Word DOCX Formatting Repair

Use this skill when a Word document looks wrong, a DOCX automation task breaks formatting, or the user needs a reliable plan for repairing Word files without hand-editing every page.

Workflow

  1. Identify the failure mode: visual formatting drift, broken numbering, missing headers, section break chaos, tracked-change/comment problems, template mismatch, or corrupted OOXML.
  2. Ask for the DOCX file only when inspection is required. If the user describes the issue clearly, start with a repair plan and note assumptions.
  3. Preserve the original file. Work on a copy and avoid flattening tracked changes or comments unless the user explicitly requests it.
  4. Inspect the document structure before editing:
    • Use ZIP/OOXML inspection for word/document.xml, word/styles.xml, word/numbering.xml, word/settings.xml, relationships, headers, and footers.
    • Use Word-compatible libraries such as python-docx only for operations it safely supports.
    • Use direct OOXML edits for unsupported features such as complex numbering, comments, content controls, and some tracked-change structures.
  5. Build a repair map that ties each visible problem to its likely source: paragraph style, direct formatting, numbering definition, section property, relationship target, or theme/font setting.
  6. Apply the smallest safe change.

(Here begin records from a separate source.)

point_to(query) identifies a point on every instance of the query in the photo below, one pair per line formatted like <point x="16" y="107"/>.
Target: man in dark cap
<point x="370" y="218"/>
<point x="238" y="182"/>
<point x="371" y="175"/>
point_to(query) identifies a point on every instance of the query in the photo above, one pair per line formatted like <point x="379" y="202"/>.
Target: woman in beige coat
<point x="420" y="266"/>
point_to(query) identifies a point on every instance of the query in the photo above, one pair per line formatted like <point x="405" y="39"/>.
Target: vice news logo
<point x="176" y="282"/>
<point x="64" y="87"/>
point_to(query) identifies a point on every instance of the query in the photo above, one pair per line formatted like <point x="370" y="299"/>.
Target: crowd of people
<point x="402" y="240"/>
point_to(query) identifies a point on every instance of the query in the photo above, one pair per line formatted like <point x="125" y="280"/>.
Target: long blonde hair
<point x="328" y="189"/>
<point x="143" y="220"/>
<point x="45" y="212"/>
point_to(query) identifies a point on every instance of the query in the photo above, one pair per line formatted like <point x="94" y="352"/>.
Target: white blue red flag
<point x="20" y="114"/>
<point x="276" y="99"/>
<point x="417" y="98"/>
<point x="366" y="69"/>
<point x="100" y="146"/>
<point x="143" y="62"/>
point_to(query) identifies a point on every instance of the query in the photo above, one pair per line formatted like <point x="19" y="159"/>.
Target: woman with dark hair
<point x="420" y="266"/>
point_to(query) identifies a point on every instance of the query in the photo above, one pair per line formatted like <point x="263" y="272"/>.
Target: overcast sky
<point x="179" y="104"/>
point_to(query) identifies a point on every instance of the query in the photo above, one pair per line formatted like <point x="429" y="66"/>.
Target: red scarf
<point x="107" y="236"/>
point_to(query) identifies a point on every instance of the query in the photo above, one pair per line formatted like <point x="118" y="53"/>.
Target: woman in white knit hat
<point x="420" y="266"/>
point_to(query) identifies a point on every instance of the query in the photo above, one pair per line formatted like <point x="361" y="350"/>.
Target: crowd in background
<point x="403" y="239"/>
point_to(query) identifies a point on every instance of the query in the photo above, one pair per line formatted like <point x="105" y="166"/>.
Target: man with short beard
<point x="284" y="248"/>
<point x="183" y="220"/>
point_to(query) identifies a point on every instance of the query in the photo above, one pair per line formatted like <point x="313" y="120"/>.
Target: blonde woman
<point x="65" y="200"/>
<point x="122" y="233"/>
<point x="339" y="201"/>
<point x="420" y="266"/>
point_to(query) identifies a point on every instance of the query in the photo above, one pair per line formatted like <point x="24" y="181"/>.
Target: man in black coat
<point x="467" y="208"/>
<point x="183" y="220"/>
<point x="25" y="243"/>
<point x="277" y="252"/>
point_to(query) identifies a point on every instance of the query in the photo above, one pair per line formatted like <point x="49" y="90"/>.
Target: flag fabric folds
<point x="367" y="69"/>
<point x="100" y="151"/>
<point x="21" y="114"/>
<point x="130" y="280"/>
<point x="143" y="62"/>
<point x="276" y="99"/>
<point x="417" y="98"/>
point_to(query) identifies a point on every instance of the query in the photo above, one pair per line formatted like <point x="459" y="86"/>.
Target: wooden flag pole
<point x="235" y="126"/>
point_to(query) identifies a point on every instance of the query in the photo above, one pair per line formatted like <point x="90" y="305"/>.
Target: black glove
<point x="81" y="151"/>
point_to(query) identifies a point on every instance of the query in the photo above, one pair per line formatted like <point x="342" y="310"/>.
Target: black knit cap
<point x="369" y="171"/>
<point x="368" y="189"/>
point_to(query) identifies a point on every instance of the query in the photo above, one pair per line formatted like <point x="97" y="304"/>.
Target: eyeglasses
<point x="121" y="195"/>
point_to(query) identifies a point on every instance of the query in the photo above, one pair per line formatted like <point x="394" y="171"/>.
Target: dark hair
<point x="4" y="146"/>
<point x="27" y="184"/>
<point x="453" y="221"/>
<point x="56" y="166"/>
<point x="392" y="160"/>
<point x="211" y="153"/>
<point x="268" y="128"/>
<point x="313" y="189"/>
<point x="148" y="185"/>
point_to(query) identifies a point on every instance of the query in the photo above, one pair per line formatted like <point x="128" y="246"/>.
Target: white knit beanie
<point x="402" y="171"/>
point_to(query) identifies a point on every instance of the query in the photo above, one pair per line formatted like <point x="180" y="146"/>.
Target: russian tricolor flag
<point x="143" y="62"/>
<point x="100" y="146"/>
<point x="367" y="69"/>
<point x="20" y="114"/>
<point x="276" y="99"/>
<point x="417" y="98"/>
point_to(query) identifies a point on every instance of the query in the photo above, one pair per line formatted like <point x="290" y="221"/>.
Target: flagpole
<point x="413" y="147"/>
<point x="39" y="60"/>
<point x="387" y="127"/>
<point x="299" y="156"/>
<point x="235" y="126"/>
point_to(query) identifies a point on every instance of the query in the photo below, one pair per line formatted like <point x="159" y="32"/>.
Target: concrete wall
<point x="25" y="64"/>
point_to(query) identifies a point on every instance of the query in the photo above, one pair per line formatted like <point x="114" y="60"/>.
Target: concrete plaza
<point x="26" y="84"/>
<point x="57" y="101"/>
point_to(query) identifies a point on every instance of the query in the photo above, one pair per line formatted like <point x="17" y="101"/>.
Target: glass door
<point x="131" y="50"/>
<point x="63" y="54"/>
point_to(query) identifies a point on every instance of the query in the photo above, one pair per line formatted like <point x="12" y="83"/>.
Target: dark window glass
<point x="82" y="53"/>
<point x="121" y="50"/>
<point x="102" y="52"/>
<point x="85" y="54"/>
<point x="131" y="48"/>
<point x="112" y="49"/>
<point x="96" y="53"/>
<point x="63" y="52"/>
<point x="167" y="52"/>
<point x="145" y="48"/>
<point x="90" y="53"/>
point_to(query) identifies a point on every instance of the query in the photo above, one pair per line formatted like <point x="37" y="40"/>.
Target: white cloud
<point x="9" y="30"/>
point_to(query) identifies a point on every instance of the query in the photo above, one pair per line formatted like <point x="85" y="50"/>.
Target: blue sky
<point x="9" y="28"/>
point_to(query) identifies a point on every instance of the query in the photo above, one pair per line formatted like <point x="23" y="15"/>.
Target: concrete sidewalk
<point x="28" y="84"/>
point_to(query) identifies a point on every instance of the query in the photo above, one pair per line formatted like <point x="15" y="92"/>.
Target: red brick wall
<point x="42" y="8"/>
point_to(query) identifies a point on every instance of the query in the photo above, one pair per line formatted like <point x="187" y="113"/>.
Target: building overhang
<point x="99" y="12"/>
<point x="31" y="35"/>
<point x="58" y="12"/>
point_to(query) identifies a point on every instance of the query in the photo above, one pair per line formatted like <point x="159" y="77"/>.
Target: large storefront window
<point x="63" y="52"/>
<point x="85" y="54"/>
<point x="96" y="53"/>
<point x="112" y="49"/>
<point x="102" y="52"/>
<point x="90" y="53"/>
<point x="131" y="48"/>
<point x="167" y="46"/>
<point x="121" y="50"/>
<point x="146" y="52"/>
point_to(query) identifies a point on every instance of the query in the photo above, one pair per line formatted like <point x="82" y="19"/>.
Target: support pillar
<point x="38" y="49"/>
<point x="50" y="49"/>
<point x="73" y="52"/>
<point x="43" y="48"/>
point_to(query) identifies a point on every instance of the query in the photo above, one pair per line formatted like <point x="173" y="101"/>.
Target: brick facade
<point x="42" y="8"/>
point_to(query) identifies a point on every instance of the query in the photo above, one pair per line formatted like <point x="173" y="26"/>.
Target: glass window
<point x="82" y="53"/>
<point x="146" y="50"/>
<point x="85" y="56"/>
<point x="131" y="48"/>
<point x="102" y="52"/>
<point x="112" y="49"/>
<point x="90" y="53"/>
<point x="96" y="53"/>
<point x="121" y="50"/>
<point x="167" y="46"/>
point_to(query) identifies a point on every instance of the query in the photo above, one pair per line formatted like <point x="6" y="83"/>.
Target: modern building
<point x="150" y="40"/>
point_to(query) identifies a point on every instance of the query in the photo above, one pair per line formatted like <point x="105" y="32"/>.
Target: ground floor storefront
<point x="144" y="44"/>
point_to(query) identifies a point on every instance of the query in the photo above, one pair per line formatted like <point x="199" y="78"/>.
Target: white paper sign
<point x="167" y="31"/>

Prefer style corrections and numbering definitions over rewriting all paragraphs.
  7. Validate by reopening or rendering the document when possible, checking page count, headings, numbering sequences, headers/footers, comments, tracked changes, and tables.

Common Fix Patterns

  • Broken multilevel numbering: inspect numbering.xml, confirm abstractNum and numId mappings, then relink affected paragraphs instead of replacing visible text.
  • Heading style drift: compare styles.xml against the template, repair style definitions, then remove unnecessary direct formatting from affected paragraphs.
  • Section break problems: inspect w:sectPr placement, page orientation, margins, and header/footer references before moving content.
  • Tracked changes and comments: never strip w:ins, w:del, or comment relationships unless the user asks for a clean final copy.
  • Compatibility issues: check generated OOXML against Word expectations, especially namespaces, relationship IDs, content types, and unsupported library output.

Outputs

Provide the user with:

  • A diagnosis of what is likely wrong and where it lives in the DOCX package.
  • A precise repair plan or implemented document/code change.
  • A validation note describing how the repaired DOCX was checked.
  • Any remaining risks, especially where Word desktop behavior cannot be fully verified locally.

Read references/requirement-plan.md only when evidence from the demand-agent run is needed.